Nie stać Lecha żeby zatrzymać Gytkyeara, musiałby naprawdę postawić na stabilizację, i dużo mniejsze pieniądze od tych jakie są mu w stanie zagwarantować zagraniczne kluby.
Stać go żeby odrzucić 1 mln euro za sam podpis, 600 tys € podstawy + bonusy.
Nie ma szans na takie pieniądze w Lechu,inna kwestia czy jest wart takich pieniędzy.
Ishak podejrzewam, że zarabia mniej od Gytkyeara, już bez przesady, że miał tak mocne karty w ręku, a sam Lech tak bardzo musiał o niego walczyć.
Ponoć to sam menadżer go zaoferował, a w Lechu oczywiście odtrąbili sukces bo był obserwowany kilka lat,i wreszcie się udało.
A on nawet jak miał 2 niezłe sezony do Niemieć trafił za 300 tys €.

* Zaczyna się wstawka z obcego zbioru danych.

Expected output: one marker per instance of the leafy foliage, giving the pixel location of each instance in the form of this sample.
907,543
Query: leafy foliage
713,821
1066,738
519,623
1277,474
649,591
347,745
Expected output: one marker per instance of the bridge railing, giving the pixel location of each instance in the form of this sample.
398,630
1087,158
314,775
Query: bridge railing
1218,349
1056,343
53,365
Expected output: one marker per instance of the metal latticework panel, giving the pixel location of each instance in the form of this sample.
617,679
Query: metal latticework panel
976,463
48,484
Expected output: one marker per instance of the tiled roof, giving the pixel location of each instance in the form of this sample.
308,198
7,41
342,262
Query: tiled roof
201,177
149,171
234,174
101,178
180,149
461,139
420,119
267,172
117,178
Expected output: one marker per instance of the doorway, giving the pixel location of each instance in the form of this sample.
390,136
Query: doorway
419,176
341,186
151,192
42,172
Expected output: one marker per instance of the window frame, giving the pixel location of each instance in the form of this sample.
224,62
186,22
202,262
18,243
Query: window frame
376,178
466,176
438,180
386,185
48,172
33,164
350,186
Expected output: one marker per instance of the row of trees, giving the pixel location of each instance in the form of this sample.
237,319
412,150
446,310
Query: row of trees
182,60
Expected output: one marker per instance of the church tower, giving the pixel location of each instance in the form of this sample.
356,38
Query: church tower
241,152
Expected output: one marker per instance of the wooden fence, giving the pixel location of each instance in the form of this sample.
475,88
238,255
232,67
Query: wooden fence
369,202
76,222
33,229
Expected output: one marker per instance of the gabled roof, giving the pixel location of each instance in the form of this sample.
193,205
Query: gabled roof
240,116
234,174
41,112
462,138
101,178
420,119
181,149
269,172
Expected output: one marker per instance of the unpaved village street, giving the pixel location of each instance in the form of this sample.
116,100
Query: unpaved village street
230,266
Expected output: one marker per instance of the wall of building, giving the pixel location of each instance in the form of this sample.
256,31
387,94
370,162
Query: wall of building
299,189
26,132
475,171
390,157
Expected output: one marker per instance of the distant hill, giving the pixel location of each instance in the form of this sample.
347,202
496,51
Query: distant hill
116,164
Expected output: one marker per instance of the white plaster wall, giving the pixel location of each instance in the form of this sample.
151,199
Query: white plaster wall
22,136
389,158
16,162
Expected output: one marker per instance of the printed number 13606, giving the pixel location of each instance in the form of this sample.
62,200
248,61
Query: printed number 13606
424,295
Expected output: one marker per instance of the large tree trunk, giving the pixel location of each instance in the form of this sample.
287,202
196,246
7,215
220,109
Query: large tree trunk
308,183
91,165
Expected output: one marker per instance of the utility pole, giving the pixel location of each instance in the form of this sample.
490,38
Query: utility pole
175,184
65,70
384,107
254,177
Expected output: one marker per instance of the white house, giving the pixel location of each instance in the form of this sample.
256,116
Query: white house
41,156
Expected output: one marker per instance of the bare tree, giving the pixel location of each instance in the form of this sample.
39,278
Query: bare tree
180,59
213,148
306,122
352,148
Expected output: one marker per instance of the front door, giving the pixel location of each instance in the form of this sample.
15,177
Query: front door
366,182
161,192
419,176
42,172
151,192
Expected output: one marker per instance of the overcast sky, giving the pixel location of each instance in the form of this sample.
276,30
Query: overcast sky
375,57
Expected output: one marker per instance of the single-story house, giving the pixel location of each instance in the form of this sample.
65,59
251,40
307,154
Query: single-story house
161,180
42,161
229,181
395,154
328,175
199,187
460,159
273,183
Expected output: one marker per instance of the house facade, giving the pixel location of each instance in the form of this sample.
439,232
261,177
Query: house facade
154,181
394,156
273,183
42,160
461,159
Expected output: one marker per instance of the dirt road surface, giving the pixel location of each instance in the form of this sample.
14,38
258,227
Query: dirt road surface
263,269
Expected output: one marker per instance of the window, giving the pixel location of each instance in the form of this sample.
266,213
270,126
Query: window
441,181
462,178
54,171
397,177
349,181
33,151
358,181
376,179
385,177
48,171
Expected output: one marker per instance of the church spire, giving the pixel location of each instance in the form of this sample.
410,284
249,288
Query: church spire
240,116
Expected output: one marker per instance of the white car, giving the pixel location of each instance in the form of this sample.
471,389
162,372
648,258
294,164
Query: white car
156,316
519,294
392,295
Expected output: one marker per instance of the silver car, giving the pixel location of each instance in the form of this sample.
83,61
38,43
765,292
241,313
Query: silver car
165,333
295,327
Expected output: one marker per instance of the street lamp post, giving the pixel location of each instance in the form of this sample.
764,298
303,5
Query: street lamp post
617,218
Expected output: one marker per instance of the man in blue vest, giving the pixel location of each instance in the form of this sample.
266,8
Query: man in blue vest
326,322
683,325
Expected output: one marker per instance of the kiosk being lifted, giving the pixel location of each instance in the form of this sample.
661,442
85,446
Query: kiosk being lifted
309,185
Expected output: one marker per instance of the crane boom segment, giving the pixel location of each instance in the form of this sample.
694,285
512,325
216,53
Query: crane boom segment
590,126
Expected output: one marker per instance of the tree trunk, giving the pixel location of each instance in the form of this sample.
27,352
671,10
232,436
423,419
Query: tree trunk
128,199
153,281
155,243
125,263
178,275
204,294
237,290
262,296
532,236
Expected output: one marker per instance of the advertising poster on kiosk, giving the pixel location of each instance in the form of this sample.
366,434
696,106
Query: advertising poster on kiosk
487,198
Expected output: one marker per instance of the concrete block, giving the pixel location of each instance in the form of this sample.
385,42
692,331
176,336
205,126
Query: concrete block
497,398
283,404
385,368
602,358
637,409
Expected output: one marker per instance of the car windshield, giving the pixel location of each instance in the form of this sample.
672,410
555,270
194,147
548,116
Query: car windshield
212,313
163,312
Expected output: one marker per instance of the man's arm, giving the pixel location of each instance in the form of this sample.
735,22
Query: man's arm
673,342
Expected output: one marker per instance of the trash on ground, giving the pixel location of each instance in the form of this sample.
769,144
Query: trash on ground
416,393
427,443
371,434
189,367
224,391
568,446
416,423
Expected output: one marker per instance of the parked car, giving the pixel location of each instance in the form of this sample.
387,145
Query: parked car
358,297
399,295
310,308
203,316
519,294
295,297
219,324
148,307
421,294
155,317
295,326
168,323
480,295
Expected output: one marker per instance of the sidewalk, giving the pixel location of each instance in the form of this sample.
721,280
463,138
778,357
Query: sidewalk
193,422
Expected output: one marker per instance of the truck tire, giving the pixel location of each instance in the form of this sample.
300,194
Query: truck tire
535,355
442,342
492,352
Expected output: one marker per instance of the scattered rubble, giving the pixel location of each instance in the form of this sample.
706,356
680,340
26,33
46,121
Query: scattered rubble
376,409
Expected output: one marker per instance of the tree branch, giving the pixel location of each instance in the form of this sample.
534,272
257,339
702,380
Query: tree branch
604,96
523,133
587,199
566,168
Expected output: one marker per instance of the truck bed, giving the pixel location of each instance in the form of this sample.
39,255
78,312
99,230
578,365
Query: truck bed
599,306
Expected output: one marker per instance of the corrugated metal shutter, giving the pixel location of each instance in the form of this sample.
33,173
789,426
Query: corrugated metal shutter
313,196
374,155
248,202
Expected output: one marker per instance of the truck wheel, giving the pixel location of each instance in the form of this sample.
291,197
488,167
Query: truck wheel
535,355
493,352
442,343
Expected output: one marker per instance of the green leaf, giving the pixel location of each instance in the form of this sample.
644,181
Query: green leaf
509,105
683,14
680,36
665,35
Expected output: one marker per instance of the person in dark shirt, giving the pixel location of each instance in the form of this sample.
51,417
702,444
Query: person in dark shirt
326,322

no właśnie, ja uważam, a obserwuję jego sposób gry od dawna, że on nie jest wart takich bejmów…
Wartość zakupu nie jest wymierna co do wartości sportowej po czasie.
Ile Lester zapłaciło za Mahreza ?- 500 tys euro gdy był wyceniany na 750.

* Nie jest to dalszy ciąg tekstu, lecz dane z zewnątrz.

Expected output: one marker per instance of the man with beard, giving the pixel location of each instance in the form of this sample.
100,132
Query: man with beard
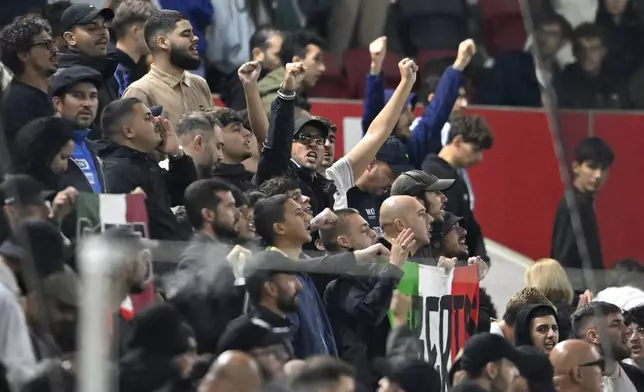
237,148
131,49
537,326
469,137
85,32
173,45
28,50
602,325
592,163
202,139
133,133
272,287
75,96
206,291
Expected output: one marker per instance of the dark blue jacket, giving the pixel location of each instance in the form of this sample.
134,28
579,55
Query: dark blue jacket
199,12
426,136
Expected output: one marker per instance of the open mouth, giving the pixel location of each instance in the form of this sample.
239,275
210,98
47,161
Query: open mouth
312,157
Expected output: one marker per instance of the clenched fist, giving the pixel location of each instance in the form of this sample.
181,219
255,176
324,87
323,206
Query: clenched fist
293,76
249,72
408,70
466,50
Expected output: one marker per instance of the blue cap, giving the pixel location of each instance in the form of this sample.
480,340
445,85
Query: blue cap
394,153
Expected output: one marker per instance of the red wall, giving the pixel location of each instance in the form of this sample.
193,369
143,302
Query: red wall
518,184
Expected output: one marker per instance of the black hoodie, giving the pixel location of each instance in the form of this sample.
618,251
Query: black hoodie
522,330
109,88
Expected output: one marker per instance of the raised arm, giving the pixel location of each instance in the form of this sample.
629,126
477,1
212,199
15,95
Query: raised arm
249,75
380,129
374,99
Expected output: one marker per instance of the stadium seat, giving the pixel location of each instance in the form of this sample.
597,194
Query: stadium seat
331,84
502,26
356,66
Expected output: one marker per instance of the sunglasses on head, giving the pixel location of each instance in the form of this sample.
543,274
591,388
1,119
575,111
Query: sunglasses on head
307,139
600,362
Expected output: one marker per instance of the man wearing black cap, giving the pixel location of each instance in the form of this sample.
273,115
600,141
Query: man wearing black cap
133,134
87,41
408,375
75,96
272,286
490,362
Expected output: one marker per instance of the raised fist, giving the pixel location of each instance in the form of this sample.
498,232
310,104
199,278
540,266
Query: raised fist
249,72
408,70
293,76
378,49
466,50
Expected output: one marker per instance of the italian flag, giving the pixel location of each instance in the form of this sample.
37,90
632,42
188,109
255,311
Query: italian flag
444,311
96,213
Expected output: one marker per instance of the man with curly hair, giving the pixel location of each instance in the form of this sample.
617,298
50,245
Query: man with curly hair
28,50
468,138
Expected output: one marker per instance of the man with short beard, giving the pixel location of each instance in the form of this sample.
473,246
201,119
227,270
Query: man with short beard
206,292
87,38
602,325
173,45
28,50
273,288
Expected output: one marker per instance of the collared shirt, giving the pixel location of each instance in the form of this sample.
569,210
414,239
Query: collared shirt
178,96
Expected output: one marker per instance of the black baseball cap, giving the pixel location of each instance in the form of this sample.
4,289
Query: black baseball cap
449,221
80,14
412,374
394,153
65,78
22,190
484,348
415,182
322,126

za Vardego?- 1,24 ml Euro gdy był wyceniany na 100 tys.
Przykładów można mnożyć.
Nie jest może tak zaawansowany technicznie jak Gyt ale przy obecnej sytuacji (brak karty przetargowej w postaci nie istnienia na rynku europejskim i zdobywaniu mistrza raz na 5 lat) i tak byłem zaskoczony że wybrał Lecha zwłaszcza że w ostatniej chwili włączyło się HSV hamburg (za późno na nasze szczęście ).
Oceńmy go po jednej rundzie przynajmniej.
Wiadomo że Ishak to nie ten kaliber co wymienieni powyżej ale sądzę że poziom Teodorczyka osiągnie (tego z czasów chwilę przed odejściem z Lecha).